Rodolphe Belmer, CEO of Eutelsat, commented on the deal in a media statement, saying,
“The procurement of EUTELSAT 10B underpins our strategy of focusing our development in the field of connectivity. The selection of its Ku-band payload, in complement to the future KONNECT VHTS operating in Ka-band, reflects our ability to serve our customers in both Ka- and Ku-band with best-in-class space assets. Firm capacity commitments secured with major partners testify to both the quality of coverage at our 10° East location as well as the robustness of demand in the mobile connectivity segment.”
The satellite is slated for launch in 2022, and will be positioned at 10 degrees East. It will provide capacity in C- and Ku-band, at a combined 35 gigabits per second. A launch provider has not yet been identified.
Gogo is first customer
Inflight connectivity provider Gogo has leased bandwidth on the new satellite. With the position of the new payload, the increased capacity should serve to provide welcome additional throughput in the busy aviation sectors of the North Atlantic, Europe and the Mediterranean Basin.
Oakleigh Thorne, president and CEO of Gogo, commented in a press release,
“We are advancing capacity capabilities given the growing demand for high-speed inflight connectivity services. Through our partnership with Eutelsat, Gogo 2Ku will continue to enable the best passenger experience for global airlines.”
Who else will be signing on for Eutelsat 10B?
Gogo is clearly keen to make a noise about its commitment to the new satellite, it won’t be the only provider already signed up to the service. In fact, Eutelsat said in their press release that around a third of the capacity has already been spoken for and that more than one additional connectivity partner is on board.

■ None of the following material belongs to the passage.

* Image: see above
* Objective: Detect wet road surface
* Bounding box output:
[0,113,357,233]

Although we might hear announcements in the coming days and weeks as to who else is on board for 10B, PaxEx.Aero has taken a stab at who else it might be. They point out that Both Panasonic Avionics and Global Eagle have a high demand for Ku-band services, and are likely to be among those already signed up.
Although 2022 might seem some time away, it’s encouraging to see inflight WiFi providers already taking steps to ensure future connectivity demands can be accommodated.